Australia-based AWE said Wednesday it has agreed to sell its 10 percent working interest in the Sugarloaf Area of Mutual Interest to Carrier Energy Partners II for $190 million in cash.
AWE has received a $14 million deposit from Houston-based CEP II, a private oil and gas company focused on the acquisition and exploitation of upstream assets.
The Sugarloaf AMI comprises 24,000 acres in the Eagle Ford shale play and holds proved plus probable reserves of 47.8 million barrels of oil equivalent, according to AWE.
The transaction is expected to be completed by the end of March 2016.
AWE said it will use the sale proceeds to repay debt drawn under the company’s debt facility.
The proceeds are expected to “substantially strengthen the company’s balance sheet” leaving AWE in a net cash position of about $42 million, or AUD 60 million, at the anticipated closing date.

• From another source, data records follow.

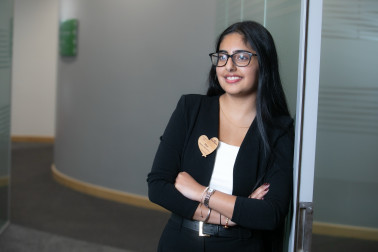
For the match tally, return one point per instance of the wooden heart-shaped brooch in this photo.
(207, 146)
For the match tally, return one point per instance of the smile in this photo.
(232, 79)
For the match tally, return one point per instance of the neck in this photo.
(239, 106)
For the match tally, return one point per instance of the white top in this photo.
(223, 173)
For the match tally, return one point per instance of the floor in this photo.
(46, 216)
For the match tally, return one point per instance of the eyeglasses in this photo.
(239, 58)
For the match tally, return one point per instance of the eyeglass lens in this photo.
(239, 59)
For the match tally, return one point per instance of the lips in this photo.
(232, 78)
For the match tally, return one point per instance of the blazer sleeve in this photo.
(167, 164)
(269, 213)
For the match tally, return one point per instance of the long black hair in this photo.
(271, 99)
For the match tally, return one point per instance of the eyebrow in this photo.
(236, 51)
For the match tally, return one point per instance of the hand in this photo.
(260, 192)
(190, 188)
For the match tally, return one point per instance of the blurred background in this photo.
(87, 88)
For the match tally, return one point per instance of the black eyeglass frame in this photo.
(232, 58)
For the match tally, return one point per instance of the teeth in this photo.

The sale agreement has an effective date of January 1, 2016 and is subject to purchase price adjustments at closing, including a $9 million payment to AWE for drilling costs incurred prior to the effective date.
The sale is expected to generate an unaudited, after-tax non-cash profit of $11.27 million, subject to purchase price adjustments.
The current mark to market value of AWE’s unutilised oil price hedges relating to the Sugarloaf asset is $5.2 million.
AWE acquired its 10 percent stake in Sugarloaf in 2010.
AWE’s managing director and CEO Bruce Clement said that the sale of the Sugarloaf stake is consistent with the company’s strategy of divesting assets in order to recycle capital into ground floor developments, such as the Waitsia gas project in Western Australia.
“AWE has worked with the operator, Marathon Oil, over the past few years to optimally develop the asset and realise its potential. With Sugarloaf now entering a more mature phase of production and development, the time is right to divest this asset and focus on the next major project for AWE – the Waitsia gas project in Western Australia,” Clement said.
The sale of the Sugarloaf stake is expected to reduce AWE’s production, sales revenue and development expenditure guidance for the 2015 to 2016 financial year.
The company said it will restate its guidance in its half year results on February 24.